1.1 What is survival analysis?
In a general way, survival analysis is a collection of statistical procedures for data analysis for which the outcome variable of interest is time until an event occurs, often referred to as a failure time, survival time, or event time.
Survival time refers to a variable which measures the time from a particular starting time (e.g., time initiated the treatment) to a particular endpoint of interest: time-to-event.
The problem of analyzing time to event data arises in a number of applied fields, such as:
- medicine, biology, public health (time to death)
- social sciences (time for doing some task)
- economics (time looking for employment)
- financial or credit scoring (time to default)
- engineering (time to a failure of some electronic component)
1.1.1 Time, time origen, time scale, event
In survival analysis three requirements are needed for the precise definition of the failure time of an individual. A time origin must be specified, a time scale for measuring time must be agreed upon and the meaning of failure - event must be clear.

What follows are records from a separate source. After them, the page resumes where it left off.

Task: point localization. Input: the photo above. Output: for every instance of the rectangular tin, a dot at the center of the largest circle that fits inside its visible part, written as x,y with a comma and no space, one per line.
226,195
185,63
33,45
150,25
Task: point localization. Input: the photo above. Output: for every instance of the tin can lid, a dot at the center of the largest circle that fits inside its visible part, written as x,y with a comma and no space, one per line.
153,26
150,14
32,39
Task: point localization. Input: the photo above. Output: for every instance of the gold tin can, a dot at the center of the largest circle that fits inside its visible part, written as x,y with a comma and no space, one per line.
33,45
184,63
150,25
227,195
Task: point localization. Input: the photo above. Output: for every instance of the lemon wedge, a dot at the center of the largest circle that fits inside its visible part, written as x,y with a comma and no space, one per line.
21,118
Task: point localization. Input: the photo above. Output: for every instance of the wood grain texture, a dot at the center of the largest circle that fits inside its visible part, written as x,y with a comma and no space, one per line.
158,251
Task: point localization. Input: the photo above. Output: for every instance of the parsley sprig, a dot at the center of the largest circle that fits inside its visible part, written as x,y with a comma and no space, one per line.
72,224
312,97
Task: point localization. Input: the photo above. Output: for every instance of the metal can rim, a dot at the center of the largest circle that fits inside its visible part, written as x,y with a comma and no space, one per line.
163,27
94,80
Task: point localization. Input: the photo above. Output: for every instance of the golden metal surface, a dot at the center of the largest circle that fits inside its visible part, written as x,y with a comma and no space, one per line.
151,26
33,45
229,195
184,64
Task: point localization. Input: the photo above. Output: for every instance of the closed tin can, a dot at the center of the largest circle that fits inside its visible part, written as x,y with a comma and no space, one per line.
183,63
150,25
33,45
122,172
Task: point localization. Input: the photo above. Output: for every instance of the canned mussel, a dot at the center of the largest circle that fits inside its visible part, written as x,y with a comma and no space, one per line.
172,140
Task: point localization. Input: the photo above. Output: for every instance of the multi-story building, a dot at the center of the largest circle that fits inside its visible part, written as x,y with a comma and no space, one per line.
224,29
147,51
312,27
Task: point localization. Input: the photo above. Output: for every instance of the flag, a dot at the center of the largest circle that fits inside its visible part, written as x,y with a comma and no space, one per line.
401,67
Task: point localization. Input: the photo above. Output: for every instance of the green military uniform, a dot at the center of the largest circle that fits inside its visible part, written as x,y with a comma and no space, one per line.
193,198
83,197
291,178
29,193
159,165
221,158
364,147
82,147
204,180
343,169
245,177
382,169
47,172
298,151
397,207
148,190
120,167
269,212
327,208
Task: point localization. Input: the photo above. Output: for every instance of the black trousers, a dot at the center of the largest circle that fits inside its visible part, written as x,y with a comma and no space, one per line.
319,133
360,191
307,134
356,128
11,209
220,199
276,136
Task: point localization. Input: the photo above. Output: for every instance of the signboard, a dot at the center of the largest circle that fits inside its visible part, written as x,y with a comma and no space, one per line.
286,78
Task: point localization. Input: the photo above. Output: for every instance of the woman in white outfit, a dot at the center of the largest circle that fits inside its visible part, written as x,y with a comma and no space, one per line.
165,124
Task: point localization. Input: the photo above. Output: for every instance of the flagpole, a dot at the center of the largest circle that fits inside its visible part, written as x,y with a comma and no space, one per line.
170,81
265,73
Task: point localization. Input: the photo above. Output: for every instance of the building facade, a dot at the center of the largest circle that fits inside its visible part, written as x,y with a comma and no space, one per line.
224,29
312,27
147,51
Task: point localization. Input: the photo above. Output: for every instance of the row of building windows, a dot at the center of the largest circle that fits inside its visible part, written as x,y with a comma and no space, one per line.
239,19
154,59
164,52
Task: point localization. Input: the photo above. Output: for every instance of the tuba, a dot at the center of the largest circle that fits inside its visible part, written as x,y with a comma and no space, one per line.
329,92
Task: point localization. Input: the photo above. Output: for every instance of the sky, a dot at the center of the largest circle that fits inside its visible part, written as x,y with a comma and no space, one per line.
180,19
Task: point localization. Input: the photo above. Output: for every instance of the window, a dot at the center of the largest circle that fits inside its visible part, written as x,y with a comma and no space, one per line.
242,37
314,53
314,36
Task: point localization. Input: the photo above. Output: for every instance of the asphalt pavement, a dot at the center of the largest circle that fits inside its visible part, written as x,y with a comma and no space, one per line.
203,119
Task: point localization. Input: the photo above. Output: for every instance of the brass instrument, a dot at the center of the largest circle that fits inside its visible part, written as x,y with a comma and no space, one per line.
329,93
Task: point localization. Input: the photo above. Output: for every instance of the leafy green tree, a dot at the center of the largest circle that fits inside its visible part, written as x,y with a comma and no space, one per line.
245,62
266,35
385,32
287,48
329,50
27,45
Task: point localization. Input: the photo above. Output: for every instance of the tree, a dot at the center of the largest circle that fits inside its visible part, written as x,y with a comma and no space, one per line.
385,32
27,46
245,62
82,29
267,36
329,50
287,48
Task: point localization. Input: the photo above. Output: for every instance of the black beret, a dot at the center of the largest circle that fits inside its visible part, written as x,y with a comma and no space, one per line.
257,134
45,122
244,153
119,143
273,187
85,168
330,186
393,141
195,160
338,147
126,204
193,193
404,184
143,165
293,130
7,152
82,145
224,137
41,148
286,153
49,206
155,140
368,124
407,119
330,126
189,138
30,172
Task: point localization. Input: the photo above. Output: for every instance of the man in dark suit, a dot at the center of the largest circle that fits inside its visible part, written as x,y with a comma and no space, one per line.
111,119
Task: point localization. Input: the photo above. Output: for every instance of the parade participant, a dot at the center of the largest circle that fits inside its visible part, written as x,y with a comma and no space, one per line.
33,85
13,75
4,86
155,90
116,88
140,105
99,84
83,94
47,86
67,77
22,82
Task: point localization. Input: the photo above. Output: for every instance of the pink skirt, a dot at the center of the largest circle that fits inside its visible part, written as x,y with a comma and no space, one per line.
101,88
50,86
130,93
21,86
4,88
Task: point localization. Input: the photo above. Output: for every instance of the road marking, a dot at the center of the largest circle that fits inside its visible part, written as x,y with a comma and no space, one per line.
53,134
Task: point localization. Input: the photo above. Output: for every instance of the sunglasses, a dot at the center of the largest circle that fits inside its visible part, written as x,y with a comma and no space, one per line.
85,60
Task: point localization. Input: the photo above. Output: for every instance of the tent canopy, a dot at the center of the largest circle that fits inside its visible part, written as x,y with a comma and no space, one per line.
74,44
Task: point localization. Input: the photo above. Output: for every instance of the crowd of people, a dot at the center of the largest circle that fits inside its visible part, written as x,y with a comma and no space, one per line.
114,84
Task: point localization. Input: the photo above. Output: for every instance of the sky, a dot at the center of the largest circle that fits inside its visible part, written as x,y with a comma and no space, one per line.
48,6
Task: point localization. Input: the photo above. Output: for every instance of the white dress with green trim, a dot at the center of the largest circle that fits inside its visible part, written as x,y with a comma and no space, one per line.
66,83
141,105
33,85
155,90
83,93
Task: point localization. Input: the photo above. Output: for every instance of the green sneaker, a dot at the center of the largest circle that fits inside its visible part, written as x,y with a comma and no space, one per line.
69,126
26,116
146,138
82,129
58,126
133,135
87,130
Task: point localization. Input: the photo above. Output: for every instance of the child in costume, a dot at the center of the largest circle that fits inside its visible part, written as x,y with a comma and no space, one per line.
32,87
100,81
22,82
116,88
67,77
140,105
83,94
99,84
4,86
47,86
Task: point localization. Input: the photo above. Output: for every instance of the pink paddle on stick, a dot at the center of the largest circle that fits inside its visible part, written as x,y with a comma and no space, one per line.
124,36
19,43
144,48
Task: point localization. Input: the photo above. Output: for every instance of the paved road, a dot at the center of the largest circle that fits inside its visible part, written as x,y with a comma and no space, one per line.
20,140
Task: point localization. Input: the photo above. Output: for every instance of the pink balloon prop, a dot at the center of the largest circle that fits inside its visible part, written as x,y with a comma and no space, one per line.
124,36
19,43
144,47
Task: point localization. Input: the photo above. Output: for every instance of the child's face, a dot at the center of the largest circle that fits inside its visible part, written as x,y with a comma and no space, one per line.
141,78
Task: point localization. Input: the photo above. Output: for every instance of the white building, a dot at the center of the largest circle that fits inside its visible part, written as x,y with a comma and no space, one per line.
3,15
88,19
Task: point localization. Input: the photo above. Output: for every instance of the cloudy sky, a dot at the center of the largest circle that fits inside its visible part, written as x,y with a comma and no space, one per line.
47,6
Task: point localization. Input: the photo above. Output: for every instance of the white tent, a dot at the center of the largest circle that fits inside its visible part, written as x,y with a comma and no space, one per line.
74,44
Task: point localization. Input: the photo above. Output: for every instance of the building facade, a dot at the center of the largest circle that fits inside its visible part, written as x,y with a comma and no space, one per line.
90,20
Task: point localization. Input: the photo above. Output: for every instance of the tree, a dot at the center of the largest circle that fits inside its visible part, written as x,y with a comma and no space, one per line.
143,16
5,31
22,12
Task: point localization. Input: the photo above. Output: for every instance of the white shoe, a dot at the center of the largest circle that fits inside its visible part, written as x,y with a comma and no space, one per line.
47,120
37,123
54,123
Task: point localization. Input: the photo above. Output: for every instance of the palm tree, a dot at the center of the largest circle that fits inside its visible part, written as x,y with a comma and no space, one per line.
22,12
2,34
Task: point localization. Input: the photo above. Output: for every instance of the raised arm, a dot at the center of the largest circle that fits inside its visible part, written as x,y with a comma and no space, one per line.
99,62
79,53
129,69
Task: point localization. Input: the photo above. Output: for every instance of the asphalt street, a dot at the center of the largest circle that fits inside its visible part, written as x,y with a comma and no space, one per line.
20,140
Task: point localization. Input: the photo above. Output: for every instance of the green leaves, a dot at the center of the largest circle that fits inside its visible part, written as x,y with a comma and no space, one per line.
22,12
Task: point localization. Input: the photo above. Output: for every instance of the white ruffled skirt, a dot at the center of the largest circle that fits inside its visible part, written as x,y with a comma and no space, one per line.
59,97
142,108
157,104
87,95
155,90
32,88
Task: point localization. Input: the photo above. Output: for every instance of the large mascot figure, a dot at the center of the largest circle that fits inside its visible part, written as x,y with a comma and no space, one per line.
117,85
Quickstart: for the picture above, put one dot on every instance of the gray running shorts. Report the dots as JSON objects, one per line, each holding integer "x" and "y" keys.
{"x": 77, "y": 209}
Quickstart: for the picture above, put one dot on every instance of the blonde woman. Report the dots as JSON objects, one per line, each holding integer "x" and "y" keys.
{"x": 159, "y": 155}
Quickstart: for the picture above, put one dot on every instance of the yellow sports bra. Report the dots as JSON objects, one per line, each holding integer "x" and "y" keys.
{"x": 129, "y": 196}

By time, we mean years, months, weeks, or days from the beginning of follow-up of an individual until the event of study occurs, but we need to specify the scale.
By time origin we understand the time of entry into the study.

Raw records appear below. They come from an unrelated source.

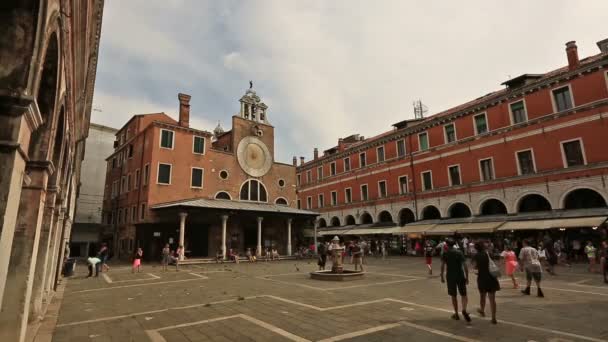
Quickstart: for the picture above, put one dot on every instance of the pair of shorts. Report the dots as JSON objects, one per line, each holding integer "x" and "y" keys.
{"x": 460, "y": 285}
{"x": 533, "y": 275}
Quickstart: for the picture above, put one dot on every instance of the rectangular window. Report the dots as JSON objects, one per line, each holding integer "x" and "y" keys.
{"x": 454, "y": 173}
{"x": 573, "y": 154}
{"x": 403, "y": 185}
{"x": 486, "y": 169}
{"x": 382, "y": 189}
{"x": 423, "y": 141}
{"x": 346, "y": 164}
{"x": 518, "y": 112}
{"x": 166, "y": 139}
{"x": 380, "y": 154}
{"x": 562, "y": 98}
{"x": 427, "y": 180}
{"x": 364, "y": 195}
{"x": 525, "y": 162}
{"x": 450, "y": 133}
{"x": 196, "y": 178}
{"x": 136, "y": 180}
{"x": 164, "y": 174}
{"x": 401, "y": 148}
{"x": 362, "y": 159}
{"x": 481, "y": 123}
{"x": 146, "y": 174}
{"x": 198, "y": 145}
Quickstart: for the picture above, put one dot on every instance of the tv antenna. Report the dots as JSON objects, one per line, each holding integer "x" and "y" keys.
{"x": 419, "y": 109}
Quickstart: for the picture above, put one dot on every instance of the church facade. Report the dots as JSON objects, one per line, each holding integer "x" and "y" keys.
{"x": 170, "y": 183}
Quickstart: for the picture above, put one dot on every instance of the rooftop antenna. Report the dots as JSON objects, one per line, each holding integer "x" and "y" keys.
{"x": 419, "y": 109}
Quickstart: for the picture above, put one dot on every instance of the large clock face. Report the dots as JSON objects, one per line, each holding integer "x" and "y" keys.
{"x": 254, "y": 157}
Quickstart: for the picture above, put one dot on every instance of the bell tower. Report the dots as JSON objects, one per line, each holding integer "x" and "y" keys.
{"x": 252, "y": 108}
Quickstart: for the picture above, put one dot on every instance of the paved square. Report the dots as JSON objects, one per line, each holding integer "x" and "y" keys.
{"x": 277, "y": 301}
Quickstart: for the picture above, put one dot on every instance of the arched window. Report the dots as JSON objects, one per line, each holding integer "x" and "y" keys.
{"x": 222, "y": 195}
{"x": 280, "y": 201}
{"x": 252, "y": 190}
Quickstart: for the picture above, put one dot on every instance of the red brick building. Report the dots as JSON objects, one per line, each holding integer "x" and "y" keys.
{"x": 170, "y": 183}
{"x": 531, "y": 155}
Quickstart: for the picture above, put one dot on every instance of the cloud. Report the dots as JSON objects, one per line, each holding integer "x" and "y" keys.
{"x": 328, "y": 69}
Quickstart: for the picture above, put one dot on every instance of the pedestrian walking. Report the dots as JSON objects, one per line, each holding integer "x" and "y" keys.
{"x": 139, "y": 254}
{"x": 457, "y": 275}
{"x": 487, "y": 280}
{"x": 590, "y": 251}
{"x": 428, "y": 255}
{"x": 529, "y": 262}
{"x": 93, "y": 263}
{"x": 165, "y": 257}
{"x": 510, "y": 260}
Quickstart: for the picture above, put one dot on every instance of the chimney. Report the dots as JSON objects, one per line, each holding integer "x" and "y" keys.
{"x": 184, "y": 110}
{"x": 572, "y": 53}
{"x": 603, "y": 45}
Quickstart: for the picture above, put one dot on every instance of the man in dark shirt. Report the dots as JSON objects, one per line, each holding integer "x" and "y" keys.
{"x": 457, "y": 278}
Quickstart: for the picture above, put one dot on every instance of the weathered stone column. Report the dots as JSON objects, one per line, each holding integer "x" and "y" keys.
{"x": 182, "y": 232}
{"x": 289, "y": 236}
{"x": 24, "y": 253}
{"x": 48, "y": 223}
{"x": 258, "y": 251}
{"x": 224, "y": 221}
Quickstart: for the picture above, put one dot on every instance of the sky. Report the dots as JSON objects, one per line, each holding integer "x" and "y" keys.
{"x": 327, "y": 69}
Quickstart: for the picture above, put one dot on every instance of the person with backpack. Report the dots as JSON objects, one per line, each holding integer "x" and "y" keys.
{"x": 487, "y": 279}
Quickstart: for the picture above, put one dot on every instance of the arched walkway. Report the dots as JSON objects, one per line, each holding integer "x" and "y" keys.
{"x": 532, "y": 203}
{"x": 406, "y": 216}
{"x": 492, "y": 207}
{"x": 584, "y": 199}
{"x": 459, "y": 210}
{"x": 431, "y": 213}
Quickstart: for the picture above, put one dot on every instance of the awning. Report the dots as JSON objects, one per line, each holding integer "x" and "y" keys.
{"x": 413, "y": 229}
{"x": 577, "y": 222}
{"x": 465, "y": 228}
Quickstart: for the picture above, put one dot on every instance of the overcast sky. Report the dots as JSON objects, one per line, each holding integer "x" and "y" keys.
{"x": 327, "y": 69}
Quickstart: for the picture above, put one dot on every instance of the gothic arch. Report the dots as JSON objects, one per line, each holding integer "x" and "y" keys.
{"x": 385, "y": 217}
{"x": 349, "y": 220}
{"x": 459, "y": 210}
{"x": 532, "y": 202}
{"x": 430, "y": 212}
{"x": 583, "y": 198}
{"x": 492, "y": 206}
{"x": 406, "y": 216}
{"x": 366, "y": 218}
{"x": 334, "y": 222}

By event, we mean –it depends on the field– death, disease incidence, recovery (e.g., return to work) if we focus on biomedical applications, default in the credit scoring field, renewals in insurance framework, fault in the engeniering field, etc.

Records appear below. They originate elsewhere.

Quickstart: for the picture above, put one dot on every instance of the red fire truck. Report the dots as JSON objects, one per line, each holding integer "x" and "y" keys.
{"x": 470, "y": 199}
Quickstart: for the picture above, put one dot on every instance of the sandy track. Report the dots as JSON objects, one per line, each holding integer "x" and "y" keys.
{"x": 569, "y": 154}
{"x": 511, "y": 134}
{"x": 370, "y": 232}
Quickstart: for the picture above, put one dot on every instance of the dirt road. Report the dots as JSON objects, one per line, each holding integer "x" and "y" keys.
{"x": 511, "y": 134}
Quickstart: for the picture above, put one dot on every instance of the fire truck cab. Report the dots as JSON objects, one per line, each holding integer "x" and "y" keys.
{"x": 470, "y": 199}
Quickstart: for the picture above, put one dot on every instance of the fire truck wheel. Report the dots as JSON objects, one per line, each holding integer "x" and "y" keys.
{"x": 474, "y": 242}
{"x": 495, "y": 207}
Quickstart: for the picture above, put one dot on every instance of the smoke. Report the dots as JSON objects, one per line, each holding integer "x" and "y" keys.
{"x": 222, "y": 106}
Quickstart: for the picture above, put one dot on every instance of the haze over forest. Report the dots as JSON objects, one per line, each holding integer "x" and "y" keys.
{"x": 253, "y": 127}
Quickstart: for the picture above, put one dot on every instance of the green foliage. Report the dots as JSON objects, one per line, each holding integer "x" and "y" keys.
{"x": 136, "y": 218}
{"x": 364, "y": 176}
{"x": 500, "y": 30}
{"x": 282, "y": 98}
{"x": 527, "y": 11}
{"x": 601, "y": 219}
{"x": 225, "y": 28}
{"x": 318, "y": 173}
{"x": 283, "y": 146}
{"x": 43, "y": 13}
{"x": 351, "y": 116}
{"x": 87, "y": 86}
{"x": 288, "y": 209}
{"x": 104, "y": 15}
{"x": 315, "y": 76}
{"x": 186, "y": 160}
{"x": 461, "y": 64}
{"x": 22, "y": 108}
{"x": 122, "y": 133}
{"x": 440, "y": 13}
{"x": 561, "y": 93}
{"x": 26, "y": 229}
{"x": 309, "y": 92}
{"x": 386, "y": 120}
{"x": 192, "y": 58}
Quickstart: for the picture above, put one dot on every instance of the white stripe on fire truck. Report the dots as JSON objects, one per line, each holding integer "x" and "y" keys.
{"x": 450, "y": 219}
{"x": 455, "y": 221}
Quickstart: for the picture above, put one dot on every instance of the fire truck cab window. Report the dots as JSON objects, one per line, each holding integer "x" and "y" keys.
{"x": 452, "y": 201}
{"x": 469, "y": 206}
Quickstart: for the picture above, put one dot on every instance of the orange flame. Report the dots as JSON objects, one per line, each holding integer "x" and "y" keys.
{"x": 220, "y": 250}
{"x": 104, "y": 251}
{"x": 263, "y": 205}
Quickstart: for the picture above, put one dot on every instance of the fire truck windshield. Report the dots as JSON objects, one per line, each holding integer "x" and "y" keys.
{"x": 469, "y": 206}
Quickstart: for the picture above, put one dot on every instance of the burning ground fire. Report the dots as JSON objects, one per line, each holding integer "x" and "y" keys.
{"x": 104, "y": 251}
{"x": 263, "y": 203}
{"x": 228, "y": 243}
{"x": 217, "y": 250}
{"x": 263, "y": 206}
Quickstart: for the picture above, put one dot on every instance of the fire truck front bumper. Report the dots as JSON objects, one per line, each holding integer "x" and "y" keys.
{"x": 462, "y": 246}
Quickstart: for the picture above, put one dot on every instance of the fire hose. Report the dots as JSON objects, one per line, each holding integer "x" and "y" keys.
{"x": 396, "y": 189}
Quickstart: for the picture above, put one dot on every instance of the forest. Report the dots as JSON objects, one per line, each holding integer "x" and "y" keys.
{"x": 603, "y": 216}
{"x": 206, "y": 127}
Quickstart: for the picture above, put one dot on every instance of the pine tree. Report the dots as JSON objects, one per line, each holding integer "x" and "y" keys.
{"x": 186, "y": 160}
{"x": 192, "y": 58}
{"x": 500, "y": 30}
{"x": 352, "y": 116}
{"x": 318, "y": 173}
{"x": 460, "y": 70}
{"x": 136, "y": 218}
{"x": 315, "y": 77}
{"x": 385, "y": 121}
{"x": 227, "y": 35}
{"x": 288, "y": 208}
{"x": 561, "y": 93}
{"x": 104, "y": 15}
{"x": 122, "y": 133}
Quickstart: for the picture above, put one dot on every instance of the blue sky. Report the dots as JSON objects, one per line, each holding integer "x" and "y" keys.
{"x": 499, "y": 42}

Generally, we will assume that only one event is of designated interest. When more than one event is considered (e.g., death from any of several causes), the statistical problem can be characterized as either a recurrent event or a competing risk. We will see the case of the recurrence event using the condSURV package in the Chapter 5.
It is time to see now an example in a real dataset. This is the Prosper Loan data provided by Udacity Data Analyst Nanodegree (last updated 3/11/14). It is also at Kaggle.
Prosper.com is a peer-to-peer lending marketplace. Borrowers make loan requests and investors contribute as little as $25 towards the loans of their choice. Historically, Prosper made their loan data public nightly, however, effective January 2015, information will be made available 45 days after the end of the quarter.
A link to the data is here and a variable dictionary can be found here.
# Prosper Loan data
web <- "https://s3.amazonaws.com/udacity-hosted-downloads/ud651/prosperLoanData.csv"
loan <- read.csv(web)
head(loan)[, c(51, 65, 6, 7, 19, 18, 50)]
## LoanKey LoanOriginationDate LoanStatus
## 1 E33A3400205839220442E84 2007-09-12 00:00:00 Completed
## 2 9E3B37071505919926B1D82 2014-03-03 00:00:00 Current
## 3 6954337960046817851BCB2 2007-01-17 00:00:00 Completed
## 4 A0393664465886295619C51 2012-11-01 00:00:00 Current
## 5 A180369302188889200689E 2013-09-20 00:00:00 Current
## 6 C3D63702273952547E79520 2013-12-24 00:00:00 Current
## ClosedDate Occupation BorrowerState StatedMonthlyIncome
## 1 2009-08-14 00:00:00 Other CO 3083.333
## 2 Professional CO 6125.000
## 3 2009-12-17 00:00:00 Other GA 2083.333
## 4 Skilled Labor GA 2875.000
## 5 Executive MN 9583.333
## 6 Professional NM 8333.333
1.1.2 Goals of the survival analysis
Estimate time-to-event for a group of individuals, such as time until default for a group of clients.
Compare time-to-event between two or more groups, such as residence place for clients.
Assess the relationship of covariates to time-to-event, such as: occupation, state, income, etc.